= Panel Syndicate =

Online publisher of digital comics

Panel Syndicate is an online publisher of DRM-free pay what you want digital comics in multiple languages, founded by Marcos Martín to publish his and Brian K. Vaughan's creator-owned comic The Private Eye in March 2013. To date Panel Syndicate has published comics in English, Spanish, Catalan, Portuguese, and French, with additional languages in development. The Private Eye has received critical acclaim and media attention for its role as one of the first DRM-free, pay what you want comics by creators of Martín and Vaughan's caliber. Initially an outlet for publishing Vaughan and Martín's collaborations, Panel Syndicate is open to publishing other creators' works by using the same DRM-free, pay what you want model.

In November 2014, Universe!, a science fiction book made of stand-alone stories created and written by Albert Monteys, was published on the website.

In December 2015, Vaughan and Martín started releasing their second series Barrier, a five-issue series that finished in July 2017, on their website.
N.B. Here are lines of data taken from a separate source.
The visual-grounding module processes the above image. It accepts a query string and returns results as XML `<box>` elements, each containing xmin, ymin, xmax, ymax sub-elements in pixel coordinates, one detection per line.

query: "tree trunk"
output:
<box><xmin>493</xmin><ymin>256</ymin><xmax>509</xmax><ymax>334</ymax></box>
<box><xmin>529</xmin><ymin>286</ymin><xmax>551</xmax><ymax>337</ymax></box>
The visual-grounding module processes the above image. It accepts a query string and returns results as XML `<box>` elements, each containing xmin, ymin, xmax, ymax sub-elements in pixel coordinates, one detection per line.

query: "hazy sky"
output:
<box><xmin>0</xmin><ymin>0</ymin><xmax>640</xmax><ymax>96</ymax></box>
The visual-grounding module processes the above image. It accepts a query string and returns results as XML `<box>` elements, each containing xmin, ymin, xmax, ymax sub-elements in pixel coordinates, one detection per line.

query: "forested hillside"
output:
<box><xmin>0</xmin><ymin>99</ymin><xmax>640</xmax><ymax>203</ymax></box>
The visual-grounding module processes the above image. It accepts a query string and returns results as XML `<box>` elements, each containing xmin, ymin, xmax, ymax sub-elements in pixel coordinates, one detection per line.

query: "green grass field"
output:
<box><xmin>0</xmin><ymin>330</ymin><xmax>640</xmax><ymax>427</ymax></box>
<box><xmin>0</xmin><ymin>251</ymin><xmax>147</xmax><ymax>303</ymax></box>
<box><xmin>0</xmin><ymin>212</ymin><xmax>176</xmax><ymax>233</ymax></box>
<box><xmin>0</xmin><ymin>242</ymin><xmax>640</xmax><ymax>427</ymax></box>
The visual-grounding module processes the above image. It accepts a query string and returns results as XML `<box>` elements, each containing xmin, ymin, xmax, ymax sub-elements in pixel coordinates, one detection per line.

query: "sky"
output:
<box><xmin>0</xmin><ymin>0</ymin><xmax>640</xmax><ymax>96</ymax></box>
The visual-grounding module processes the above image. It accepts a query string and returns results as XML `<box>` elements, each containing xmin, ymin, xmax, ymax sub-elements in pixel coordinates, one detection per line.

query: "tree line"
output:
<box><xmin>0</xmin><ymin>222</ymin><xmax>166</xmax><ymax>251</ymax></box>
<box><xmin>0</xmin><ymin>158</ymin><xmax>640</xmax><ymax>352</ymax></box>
It is a drama about violence and illegal immigration.

In April 2016, Vaughan and Martín released an authorized Walking Dead stand-alone story that reveals what happened to Jeff Grimes, Rick's brother, called The Walking Dead: The Alien; this story was allowed in exchange for letting Image Comics publish The Private Eye in hardcover.

In April 2017, Blackhand Ironhead, a comedy that focuses on families with superheroes while not focusing on the superheroes was published on the website; it was created and written by David López.

In November 2017, Umami, an adventure about Uma and Ami that are cooks for their king, by Ken Niimura was released.

In May 2018, the complete mini-series Barrier was made available in print by Image Comics, starting with the first issue being part of that year's Free Comic Book Day.

In May 2018, Glacier City, a police story about a remote Alaskan town, created by Jay Faerber and Michael Montenat was released.

In 2019, Ken Niimura's Umami, a work published by Panel Syndicate, won the Eisner Award for Best Digital Comic.